I don’t know if you’ve heard, but it’s been hot.
Hot in the Middle West, hot in the South, hot in the East, hot for the Hottentots, no doubt. Only in the Pacific Northwest — where they have, apparently, had 78 minutes of summer so far (according to actual scientists) — has it been anything other than Really Really Hot.
Once upon a time, I lived in a city where this kind of hot was de rigueur at this time of year. Every year. Every day. From June 30 to September 10, give or take (with an inevitable resurgence just in time for Yom Kippur, when those who fast may not have so much as a sip of water) — heat just like this.
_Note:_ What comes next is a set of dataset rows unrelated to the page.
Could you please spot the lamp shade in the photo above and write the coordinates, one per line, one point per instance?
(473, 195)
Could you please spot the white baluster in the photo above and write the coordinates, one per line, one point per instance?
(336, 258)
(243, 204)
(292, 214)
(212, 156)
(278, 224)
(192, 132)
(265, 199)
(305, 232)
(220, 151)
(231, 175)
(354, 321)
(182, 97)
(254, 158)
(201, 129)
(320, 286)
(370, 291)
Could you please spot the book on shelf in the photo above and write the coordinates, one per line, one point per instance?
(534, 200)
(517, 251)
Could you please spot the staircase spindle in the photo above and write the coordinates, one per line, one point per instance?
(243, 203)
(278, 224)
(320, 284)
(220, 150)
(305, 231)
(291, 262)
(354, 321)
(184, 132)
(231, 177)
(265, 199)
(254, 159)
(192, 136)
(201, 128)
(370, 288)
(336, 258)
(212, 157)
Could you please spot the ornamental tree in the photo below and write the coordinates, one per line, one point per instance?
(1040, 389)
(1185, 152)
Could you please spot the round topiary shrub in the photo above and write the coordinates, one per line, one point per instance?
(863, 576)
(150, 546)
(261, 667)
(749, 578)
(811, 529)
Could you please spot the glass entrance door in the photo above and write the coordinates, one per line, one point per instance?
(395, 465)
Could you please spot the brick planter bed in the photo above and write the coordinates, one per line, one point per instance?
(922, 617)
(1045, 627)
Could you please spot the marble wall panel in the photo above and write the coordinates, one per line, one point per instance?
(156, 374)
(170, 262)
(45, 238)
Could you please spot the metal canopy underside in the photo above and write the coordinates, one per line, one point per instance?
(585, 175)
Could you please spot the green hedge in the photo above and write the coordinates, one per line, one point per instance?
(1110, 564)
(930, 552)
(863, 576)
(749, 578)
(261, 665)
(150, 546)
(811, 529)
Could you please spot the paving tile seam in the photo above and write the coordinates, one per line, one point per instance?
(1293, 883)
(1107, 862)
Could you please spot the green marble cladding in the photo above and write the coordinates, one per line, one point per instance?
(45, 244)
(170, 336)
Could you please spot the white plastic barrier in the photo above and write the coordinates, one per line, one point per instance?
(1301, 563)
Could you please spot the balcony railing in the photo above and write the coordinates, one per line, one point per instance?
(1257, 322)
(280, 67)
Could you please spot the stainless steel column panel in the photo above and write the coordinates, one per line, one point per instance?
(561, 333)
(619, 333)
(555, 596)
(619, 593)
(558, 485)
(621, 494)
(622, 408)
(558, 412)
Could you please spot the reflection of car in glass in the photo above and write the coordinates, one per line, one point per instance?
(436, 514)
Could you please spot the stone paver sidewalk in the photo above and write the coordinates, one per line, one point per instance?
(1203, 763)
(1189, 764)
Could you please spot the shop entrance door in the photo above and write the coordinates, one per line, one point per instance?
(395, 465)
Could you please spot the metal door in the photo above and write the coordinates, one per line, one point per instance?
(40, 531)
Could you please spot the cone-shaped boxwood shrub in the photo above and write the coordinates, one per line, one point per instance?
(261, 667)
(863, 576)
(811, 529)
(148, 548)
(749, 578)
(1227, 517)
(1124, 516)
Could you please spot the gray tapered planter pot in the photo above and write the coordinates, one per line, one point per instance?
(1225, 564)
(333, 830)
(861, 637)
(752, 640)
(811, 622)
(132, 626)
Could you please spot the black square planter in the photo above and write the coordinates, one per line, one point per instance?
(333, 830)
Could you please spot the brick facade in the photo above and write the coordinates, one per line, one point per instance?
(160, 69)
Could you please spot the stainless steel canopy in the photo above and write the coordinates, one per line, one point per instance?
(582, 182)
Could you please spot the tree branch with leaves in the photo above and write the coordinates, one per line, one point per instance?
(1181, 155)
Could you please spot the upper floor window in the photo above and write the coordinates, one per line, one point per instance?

It doesn’t cool down on summer evenings in Tel Aviv, and the humidity could fairly easily be cut with a knife. You could make little tofu-like cubes of the humidity, and stir-fry them on the sidewalk, at midnight, is what I’m saying.
And back when I lived there, in the 80s and 90s, nobody but the rich had air-conditioning.
I was not, as you may have surmised by now, counted among the rich.
Here, though, in the gentle exile of American suburbia, I have air-conditioning up the wazoo! And if I keep certain windows shaded morning to night, it doesn’t even have to work all that hard to counteract the blast furnace with which we and the Hottentots must now grapple.
All of which means that I do not have to do any of the following semi-crazy things that I used to do, just to cool down, in Tel Aviv:
- Take upwards of three showers a day; allow my hair to drip down my back for as long as possible. Then wet my hair again.
- Sleep upside down, so that the fan could be right at my face.
- Dampen a sheet, and wrap myself in it at bedtime.
- Go to Jerusalem.
- Stick my head in the freezer.
Of these five activities, clearly #4 represented the nadir of my misery. Because, dude: Jerusalem is awful.
But for two glorious months of the year, when the sun had set and the breeze had returned, leaving Tel Aviv for the chaotic, dirty capital actually made sense.
One time, I remember, I even had to put on a sweater.
PS Just for the record: I really did used to stick my head in the freezer. You know: Now and then. If I happened to be passing. But I’m kind of short, so it would only last for a few seconds.